Recently, because Husband has such an intense relationship with his DIL, he can't keep his mouth shut from the recent business plan we have been discussed and aligned with his business partner, when DIL was poking his nose on another conversation between him and BIL (BIL is a successfull enterpreneur, in contrary of his Dad, he did build his business from scratch together with his wife) in a family dinner. I always see BIL as more of the rebel between the family, and have a respectful light to him because of his accomplisment; because he managed to fight the tide and make it happened.

Even though this is not my own joint business and I was entirely in for support as a spouse, I felt so betrayed by this over-sharing, which only resulted in a lot of negative remarks of the plan made by DIL. I also felt this move only signify my sentiment that Husband is a papa-boy, and it annoyed me deeply as I am a first daughter, and a dominant one in my own upbringing. I rarely share details of such business plan from my own family.

I have made my comment that the decision wasn't wise, in which my husband was reacting in the most defensive way. Before he mentioned this plan to DIL, the timeline has stretched far, and now he second thought the plan again. He argued that he thinks it's important to gain as much more insight as possible (as the industry of the business we've been planned was a related industry, even though the market segment has changed in the past 20 years and my DIL wasn't even understand the way the digitalization changed the market landscape already), and yet the final output is just another unheard delay. I also was concern that this behaviour will keep recurring and repeating in the future because Husband is so lack of boundaries. 

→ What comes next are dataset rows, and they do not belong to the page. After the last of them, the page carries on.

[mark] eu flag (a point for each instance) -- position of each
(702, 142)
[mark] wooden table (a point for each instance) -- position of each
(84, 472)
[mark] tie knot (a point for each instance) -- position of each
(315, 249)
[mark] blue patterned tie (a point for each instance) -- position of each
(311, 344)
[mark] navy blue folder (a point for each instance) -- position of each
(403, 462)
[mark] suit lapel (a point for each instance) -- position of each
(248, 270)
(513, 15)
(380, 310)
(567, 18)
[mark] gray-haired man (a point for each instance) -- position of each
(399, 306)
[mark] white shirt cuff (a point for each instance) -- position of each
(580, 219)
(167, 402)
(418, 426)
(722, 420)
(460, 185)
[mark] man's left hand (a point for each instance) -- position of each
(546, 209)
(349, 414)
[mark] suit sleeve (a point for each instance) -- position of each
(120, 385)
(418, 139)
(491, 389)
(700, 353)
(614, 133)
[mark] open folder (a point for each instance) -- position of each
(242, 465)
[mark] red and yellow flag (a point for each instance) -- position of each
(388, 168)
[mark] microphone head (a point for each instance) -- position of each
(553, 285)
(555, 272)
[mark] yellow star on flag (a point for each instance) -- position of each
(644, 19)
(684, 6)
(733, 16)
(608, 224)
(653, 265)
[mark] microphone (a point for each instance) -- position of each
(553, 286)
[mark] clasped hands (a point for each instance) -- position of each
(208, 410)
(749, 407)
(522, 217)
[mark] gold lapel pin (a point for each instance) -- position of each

Am I the *** of the story? I have been reconsidering to pull out my participation in any of this business voyage to keep some sense of sanity since I only can stand my in-laws half of the time, and they have been stucking their nose in many occasions including our own life choice (we are pretty "progressive" in managing household in which homechore was assigned to both of us, while his parents prefer a more "conservative" approach to hold some cultural root, even though I financially and non-financially contribute to this household, in which their visit have been overstayed my welcome); and instead want to focus on my personal project as it brings me more peace and sense of accomplishment.

Would love to hear some advice on this.